Politics, once a staple along with fishing and Tigers/Saints, has been crossed off the list of acceptable topics at crawfish boils, tailgates and dinners on the grounds.

Certainly, the increasingly bitter series of legislative sessions — six during the past 18 months — has demonstrated how Louisiana has cleaved along party lines. At the State Capitol, “I represent my constituents” is the go-to phrase that precedes vitriol.

The Legislature in 2011 drew up districts that grouped like-minded people and thereby eliminated the need to balance the wants of different constituencies. Politicians profit nowadays by saying “no way” rather than “how can we make this work?”

That issue has now found its way to the U.S. Supreme Court.

The high court agreed last week to consider a federal district court’s ruling that the Wisconsin General Assembly unconstitutionally drew lopsided congressional and legislative districts that locked in Republicans and disenfranchised other voters.

Louisiana is not among those states that have similar lawsuits, but state politicos are closely watching Gill vs. Whitford.

Attorney General Jeff Landry joined 11 other Republican state attorneys general in a brief urging the Supreme Court to reject claims of partisan gerrymandering using the well-worn argument that states would be exposed to litigation. “The district court’s decision invites openly partisan policy battles in the courtroom,” the brief states.

Democratic Gov. John Bel Edwards was surprised to learn that Louisiana had weighed in, according to his spokesman Richard Carbo on Thursday. “That said, Gov. Edwards’ lawyers are reviewing the information submitted to determine if it is appropriate or necessary for the state to become involved.”

Glenn Koepp, the Louisiana Senate secretary who has led the redrawing efforts for the upper chamber since 1980, says the high court appears ready to impose rules on reapportionment. Just how the justices do that will have a profound impact what he does in 2021.

Generally, mapping out legislative districts seems simple.


Every 10 years the U.S. Census is taken. Koepp takes Louisiana’s population count and divides by 39 for the state Senate seats – his House counterparts divide by 105. Then he lines up the precincts into districts with roughly the same number of voters.

“My directive is ‘you keep us legal and let us worry about the politics’,” Koepp said, likening the process to a massive jigsaw puzzle with politicians having input over where the pieces go.

“I know the parties were very involved in the last redistricting process,” said state Rep. Michael E. Danahay, D-Sulphur.

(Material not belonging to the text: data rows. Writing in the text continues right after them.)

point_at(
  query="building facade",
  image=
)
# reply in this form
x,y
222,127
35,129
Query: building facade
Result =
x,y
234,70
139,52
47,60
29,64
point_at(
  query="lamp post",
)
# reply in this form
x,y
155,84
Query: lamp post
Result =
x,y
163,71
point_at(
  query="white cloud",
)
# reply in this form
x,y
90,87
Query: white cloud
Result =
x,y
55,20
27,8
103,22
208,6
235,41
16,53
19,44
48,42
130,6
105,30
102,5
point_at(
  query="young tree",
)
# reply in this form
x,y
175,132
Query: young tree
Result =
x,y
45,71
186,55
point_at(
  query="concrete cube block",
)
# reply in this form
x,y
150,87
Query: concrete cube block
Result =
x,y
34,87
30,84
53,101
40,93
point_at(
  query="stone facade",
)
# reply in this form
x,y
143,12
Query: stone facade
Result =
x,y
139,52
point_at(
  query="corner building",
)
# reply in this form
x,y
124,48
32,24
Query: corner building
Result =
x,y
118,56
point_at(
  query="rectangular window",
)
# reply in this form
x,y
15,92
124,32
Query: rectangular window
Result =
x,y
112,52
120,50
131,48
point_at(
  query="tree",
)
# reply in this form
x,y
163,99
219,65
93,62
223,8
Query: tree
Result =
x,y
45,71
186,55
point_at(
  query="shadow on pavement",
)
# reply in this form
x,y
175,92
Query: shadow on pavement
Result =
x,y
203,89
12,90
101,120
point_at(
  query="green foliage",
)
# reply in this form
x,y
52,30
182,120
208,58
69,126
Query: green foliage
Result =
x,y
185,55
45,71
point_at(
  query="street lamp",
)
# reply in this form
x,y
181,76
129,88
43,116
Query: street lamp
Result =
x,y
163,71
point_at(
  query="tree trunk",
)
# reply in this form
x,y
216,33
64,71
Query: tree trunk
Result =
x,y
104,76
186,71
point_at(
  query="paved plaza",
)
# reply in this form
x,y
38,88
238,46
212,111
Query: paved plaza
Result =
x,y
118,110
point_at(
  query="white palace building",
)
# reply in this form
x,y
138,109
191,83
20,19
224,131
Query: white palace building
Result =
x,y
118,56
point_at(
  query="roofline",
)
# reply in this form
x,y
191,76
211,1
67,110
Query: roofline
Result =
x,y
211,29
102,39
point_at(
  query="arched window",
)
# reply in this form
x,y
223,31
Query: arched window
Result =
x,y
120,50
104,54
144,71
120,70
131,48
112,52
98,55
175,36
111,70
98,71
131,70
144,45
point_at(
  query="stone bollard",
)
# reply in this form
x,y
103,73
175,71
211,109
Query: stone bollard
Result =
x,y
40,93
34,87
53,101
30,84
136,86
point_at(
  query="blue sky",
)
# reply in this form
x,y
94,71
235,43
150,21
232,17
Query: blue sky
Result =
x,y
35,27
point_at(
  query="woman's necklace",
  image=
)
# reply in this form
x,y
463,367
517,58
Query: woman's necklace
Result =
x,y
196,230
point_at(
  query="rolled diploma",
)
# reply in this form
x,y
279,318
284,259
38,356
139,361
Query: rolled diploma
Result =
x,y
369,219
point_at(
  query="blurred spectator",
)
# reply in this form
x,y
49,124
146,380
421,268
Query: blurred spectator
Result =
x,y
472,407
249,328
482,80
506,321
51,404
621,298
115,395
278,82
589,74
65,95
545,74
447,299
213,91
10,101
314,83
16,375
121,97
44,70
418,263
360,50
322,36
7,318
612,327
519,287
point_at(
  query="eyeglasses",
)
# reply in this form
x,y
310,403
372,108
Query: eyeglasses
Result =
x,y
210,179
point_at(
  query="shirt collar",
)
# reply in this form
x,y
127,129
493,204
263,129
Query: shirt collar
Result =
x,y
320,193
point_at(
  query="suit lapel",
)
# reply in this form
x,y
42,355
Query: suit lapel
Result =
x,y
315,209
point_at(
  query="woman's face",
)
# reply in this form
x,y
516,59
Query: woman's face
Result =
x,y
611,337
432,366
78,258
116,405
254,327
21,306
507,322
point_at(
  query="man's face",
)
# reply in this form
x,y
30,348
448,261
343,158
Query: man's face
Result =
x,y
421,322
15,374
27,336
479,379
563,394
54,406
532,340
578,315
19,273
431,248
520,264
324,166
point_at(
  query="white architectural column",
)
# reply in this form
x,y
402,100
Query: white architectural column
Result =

As chair of the House & Governmental Affairs Committee, Danahay is leading Louisiana’s delegation to the National Conference of State Legislatures annual conference in August that will include about a dozen seminars on reapportionment.

He points out Louisiana’s added dynamic: a history of systematically excluding African-Americans from political office by manipulating district lines. The Voting Rights Act of 1965 required federal oversight of the state’s redistricting efforts to ensure minority participation. The historic emphasis on race will muddle any new rules on party, he said.

“In Louisiana, partisanship and race are closely intertwined,” said John M. Couvillon, a Baton Rouge pollster.

The Secretary of State’s latest count showed that 63 percent of the state’s 2.97 million registered voters are white. And whites make up 93 percent of the voters registered as Republicans in Louisiana, while blacks are 55 percent of the registered Democrats.

Drawing lines that ensure minority votes are not diluted creates districts dominated by one party or the other, Couvillon said.

Take, for instance, the experience of House Speaker Taylor Barras, a New Iberia Republican who as part of the hardliners ended up voting against a more moderate version of the state budget.

Barras makes a credible case for how partisan philosophies evolved in such a way that he found himself more naturally aligned with the Republicans. But math must have also played a part.

When Barras was elected as a conservative Democrat in 2007, his House District 48 had 25,558 registered voters, 66 percent of whom were white and 56 percent Democratic.

After the 2010 U.S. Census charted the Katrina/Rita diaspora, map drawers needed to move some of the minority-majority districts from New Orleans in order to keep the minority participation levels within federal guidelines. One of the changes they made took about half of the roughly 8,000 African American voters from Barras’ district and linked them with largely black neighborhoods in Lafayette to create the district that elected state Rep. Terry Landry, a Democratic African-American from New Iberia.

Barras picked up the largely white suburbs of Lafayette.

Now his 48th House District is 81 percent white and 69 percent non-Democratic. In 2011, Barras became a Republican.

“The truth is you can’t take politics out of politics,” Koepp said.